Greatest hits album by The 5th Dimension
- Released: 1972
- Genre: Rock/Pop
- Length: 37:14
- Label: Bell Records
- Producer: Bones Howe

The 5th Dimension chronology
| Individually & Collectively (1972) | Greatest Hits on Earth (1972) | Living Together, Growing Together (1973) |

= Greatest Hits on Earth =

Greatest Hits on Earth is a greatest hits compilation by The 5th Dimension, released in 1972.

Professional ratings
Review scores
| Source | Rating |
| AllMusic | Star Half star |
| The Encyclopedia of Popular Music | Star |
| The New Rolling Stone Record Guide | Star |

== Chart performance ==
Consisting of charted singles from both Soul City and Bell labels, it spent 24 weeks on the Billboard Top LP's & Tape chart and peaked at No. 14. The album reached the top-10 on the Billboard Best-Selling Soul LP's and nearly missed the pop top-15 in Canada.
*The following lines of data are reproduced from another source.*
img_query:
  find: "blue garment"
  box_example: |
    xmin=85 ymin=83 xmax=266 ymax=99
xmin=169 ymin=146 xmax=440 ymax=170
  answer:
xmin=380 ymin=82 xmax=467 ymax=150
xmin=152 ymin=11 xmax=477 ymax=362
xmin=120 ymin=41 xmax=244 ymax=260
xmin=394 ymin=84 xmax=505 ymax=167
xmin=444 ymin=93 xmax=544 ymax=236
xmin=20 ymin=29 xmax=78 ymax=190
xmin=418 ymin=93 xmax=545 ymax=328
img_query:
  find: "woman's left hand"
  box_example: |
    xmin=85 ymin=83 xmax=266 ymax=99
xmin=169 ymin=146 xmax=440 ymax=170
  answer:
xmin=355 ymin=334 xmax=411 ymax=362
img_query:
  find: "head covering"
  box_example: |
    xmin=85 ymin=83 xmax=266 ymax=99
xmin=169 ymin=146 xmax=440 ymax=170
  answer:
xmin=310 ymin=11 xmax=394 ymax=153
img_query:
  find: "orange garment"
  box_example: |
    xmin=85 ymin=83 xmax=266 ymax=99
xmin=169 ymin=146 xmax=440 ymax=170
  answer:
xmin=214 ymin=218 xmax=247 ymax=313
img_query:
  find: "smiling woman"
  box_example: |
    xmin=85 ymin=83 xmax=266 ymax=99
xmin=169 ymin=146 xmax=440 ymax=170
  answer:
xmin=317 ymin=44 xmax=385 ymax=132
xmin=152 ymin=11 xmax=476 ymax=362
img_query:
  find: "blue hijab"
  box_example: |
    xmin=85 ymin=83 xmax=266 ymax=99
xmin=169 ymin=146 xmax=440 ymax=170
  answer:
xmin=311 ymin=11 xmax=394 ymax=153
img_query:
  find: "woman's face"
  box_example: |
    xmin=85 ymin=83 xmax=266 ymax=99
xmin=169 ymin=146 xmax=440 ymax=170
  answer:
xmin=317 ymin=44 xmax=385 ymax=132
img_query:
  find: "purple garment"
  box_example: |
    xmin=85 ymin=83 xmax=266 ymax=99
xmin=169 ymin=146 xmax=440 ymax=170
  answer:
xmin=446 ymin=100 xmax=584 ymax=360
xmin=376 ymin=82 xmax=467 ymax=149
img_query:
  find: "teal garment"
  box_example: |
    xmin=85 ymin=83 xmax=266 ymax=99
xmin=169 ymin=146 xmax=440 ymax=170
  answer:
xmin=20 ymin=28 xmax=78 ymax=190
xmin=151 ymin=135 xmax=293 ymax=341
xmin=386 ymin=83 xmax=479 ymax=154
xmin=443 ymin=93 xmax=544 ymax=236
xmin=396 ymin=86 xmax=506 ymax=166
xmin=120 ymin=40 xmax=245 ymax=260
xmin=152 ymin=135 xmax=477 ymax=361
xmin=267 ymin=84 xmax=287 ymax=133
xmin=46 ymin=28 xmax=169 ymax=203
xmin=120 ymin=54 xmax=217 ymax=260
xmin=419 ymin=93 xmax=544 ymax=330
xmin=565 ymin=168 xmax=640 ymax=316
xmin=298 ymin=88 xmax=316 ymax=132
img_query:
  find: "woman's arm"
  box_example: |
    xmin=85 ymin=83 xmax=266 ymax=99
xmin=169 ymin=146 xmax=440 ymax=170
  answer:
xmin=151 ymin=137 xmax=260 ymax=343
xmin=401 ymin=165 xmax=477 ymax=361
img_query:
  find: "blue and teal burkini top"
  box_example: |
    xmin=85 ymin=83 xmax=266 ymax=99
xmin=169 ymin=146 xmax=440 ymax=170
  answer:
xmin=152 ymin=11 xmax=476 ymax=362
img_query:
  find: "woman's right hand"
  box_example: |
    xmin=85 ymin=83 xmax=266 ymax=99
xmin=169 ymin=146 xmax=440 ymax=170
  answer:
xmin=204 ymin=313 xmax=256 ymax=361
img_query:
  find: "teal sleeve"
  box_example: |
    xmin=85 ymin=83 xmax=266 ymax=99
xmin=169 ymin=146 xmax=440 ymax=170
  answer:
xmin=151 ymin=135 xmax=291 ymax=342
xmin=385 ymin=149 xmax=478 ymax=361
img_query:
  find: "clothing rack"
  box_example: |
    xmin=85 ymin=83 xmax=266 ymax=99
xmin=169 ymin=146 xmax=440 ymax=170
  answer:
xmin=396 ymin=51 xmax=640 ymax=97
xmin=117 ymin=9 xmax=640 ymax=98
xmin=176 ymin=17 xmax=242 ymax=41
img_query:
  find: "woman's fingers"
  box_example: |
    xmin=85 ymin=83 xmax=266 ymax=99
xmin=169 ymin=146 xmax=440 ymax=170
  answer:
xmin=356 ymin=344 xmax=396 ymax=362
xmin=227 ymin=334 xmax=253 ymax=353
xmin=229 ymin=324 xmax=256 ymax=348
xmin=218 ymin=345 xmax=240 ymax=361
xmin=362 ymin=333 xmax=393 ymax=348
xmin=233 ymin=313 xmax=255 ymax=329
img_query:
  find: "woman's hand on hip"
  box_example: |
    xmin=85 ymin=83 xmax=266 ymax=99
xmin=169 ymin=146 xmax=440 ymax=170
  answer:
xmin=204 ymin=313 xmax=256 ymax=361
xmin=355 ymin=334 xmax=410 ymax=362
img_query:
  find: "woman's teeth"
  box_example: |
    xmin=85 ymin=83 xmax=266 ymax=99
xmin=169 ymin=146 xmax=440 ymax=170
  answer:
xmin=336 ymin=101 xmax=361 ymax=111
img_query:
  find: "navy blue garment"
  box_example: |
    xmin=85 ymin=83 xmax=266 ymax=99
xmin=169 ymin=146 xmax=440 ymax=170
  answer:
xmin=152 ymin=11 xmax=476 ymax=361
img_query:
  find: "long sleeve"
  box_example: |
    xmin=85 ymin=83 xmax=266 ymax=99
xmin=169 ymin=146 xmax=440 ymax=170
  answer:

In December 1972 the album was certified Gold by the RIAA.

==Track listing==

===Side 1===
1. "(Last Night) I Didn't Get to Sleep at All" – 3:12
2. "Stoned Soul Picnic" – 3:23
3. "One Less Bell to Answer" – 3:29
4. "Medley: Aquarius/Let the Sunshine In (The Flesh Failures)" – 4:49
5. "Wedding Bell Blues" – 2:42

===Side 2===
1. "Save the Country" – 2:39
2. "Love's Lines, Angles and Rhymes (song)" – 3:57
3. "Puppet Man" – 2:58
4. "Up, Up and Away" – 2:40
5. "Never My Love" – 3:55
6. "Together Let's Find Love" – 3:30

== Charts ==

Chart peaks for Greatest Hits on Earth
| Chart (1972) | Peak position |
|---|---|
| CAN RPM Top 100 Albums | 17 |
| US Billboard Top LP's & Tape | 14 |
| US Billboard Best-Selling Soul LP's | 10 |
| US Cashbox Top 100 Albums | 22 |

==Certifications==

| Region | Certification | Certified units/sales |
| United States (RIAA) | Gold | 500,000^{^} |
^{^} Shipments figures based on certification alone.